Figure 1.

pI215l acts as an E2-ubiquitin conjugating enzyme. (A) Results from an in vitro ubiquitination assay showed that recombinant pI215L binds one or two ubiquitin molecules, in an ATP- and Mg²⁺-dependent manner, and in the presence of an E1 ubiquitin-activating enzyme (UBA1).
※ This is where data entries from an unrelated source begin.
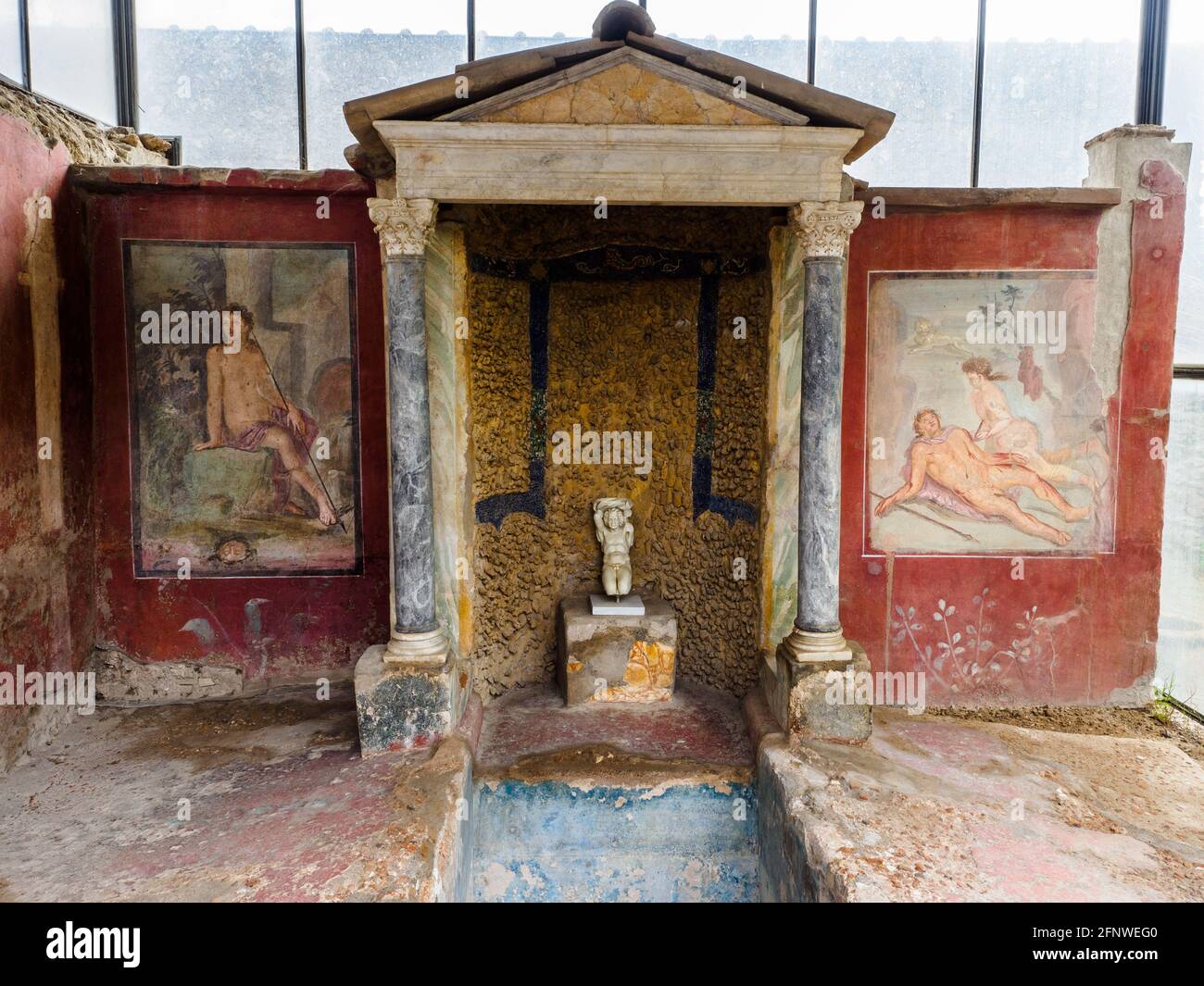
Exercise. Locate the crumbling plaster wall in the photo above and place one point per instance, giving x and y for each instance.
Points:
(46, 540)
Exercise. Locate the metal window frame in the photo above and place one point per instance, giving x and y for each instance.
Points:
(125, 61)
(1152, 41)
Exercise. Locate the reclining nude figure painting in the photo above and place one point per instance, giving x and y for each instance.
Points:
(996, 438)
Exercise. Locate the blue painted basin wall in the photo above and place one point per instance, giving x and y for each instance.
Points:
(553, 842)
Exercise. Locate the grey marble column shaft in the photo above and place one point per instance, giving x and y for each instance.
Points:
(819, 466)
(409, 442)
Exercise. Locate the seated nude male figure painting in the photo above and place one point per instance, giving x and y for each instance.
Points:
(946, 466)
(245, 409)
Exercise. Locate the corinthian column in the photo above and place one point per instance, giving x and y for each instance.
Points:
(817, 641)
(404, 227)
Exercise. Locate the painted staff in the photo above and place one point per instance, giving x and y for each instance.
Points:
(962, 535)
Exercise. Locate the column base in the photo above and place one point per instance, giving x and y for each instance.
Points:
(801, 694)
(429, 646)
(408, 705)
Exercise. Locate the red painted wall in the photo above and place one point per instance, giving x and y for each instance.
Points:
(302, 624)
(46, 608)
(1098, 616)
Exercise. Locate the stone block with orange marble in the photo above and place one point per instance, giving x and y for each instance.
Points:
(617, 658)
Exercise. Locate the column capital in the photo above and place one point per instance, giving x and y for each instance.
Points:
(404, 224)
(825, 227)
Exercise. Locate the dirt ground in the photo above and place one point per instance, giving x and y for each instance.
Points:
(1151, 722)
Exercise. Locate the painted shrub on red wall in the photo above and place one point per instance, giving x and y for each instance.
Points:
(1002, 513)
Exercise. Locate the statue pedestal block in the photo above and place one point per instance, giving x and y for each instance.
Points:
(617, 658)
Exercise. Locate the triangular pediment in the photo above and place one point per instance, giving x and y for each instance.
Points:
(629, 87)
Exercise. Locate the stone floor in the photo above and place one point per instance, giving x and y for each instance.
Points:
(245, 800)
(935, 808)
(266, 800)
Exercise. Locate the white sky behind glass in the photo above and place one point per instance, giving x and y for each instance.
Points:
(382, 17)
(224, 15)
(1098, 20)
(890, 19)
(730, 19)
(10, 40)
(538, 19)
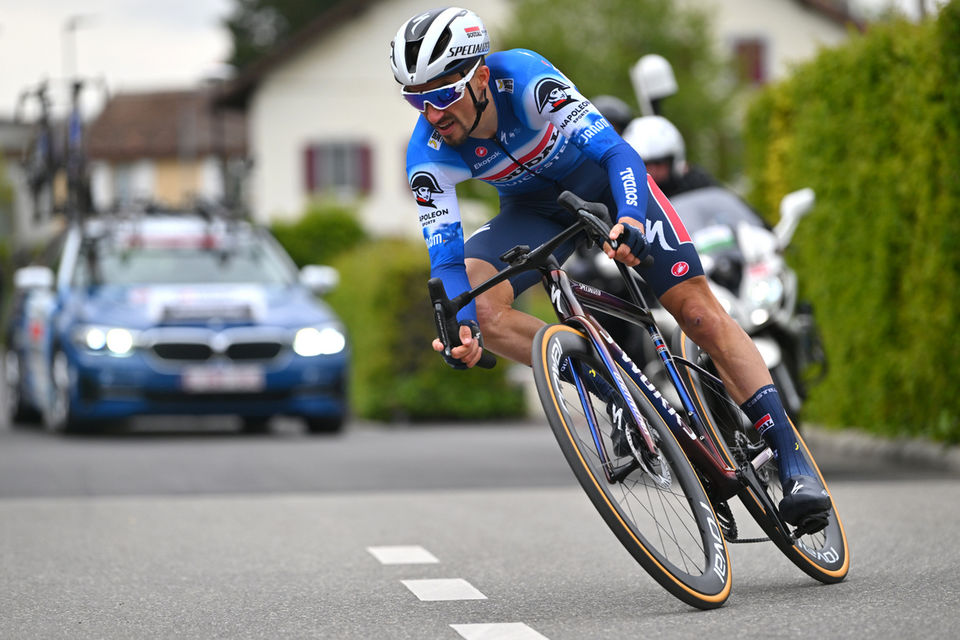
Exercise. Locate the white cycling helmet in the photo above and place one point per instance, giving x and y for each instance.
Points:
(655, 138)
(437, 42)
Reaction mixtures were incubated 2 hours at 37 °C, quenched with a non-reducing protein loading buffer, and then subjected to polyacrylamide gel electrophoresis. (B) When the ubiquitination assay was performed using an ubiquitin that is mutated in all lysine residues (Ub^NoK), the di-ubiquitinated forms of pI215L were not detected. (C) The residue cysteine-85 is essential for the E2-like activity of pI215L. Site-directed mutagenesis revealed that replacement of Cys-85 by an alanine residue led to an absence of ubiquitinated species, whereas the substitution of the Cys-162 or Cys-189 residue does not hamper the formation of ubiquitinated forms of pI215L. (D) pI215L forms thioester bonds with ubiquitin in a wide range of temperatures, although mono-ubiquitinated forms of pI215L were less detectable at 4 °C and 24 °C. (E) pI215L binds ubiquitin in a broad range of pH values, with mono-ubiquitinated forms only found at a pH value of 7.5. (F) Poly-ubiquitinated forms of I215L were detected after a short incubation period of 1 min, whereas the mono-ubiquitinated forms were detected later (5 min), showing increased concentrations in longer incubation times (e.g. 30, 60 minutes). (G) Mono- and poly-ubiquitinated forms of pI215L were mainly found in the Triton X-100-soluble fractions harvested at 6 and 16 hpi. In detergent-insoluble fractions, only the di-ubiquitinated form of pI215L was faintly detected (asterisks). Blots of Fig. 1(D to F) were cropped to improve clarity, full-length blots are presented in supplementary Figure S1. Fig. 1(G) is composed by two individual blots obtained from soluble and insoluble fractions.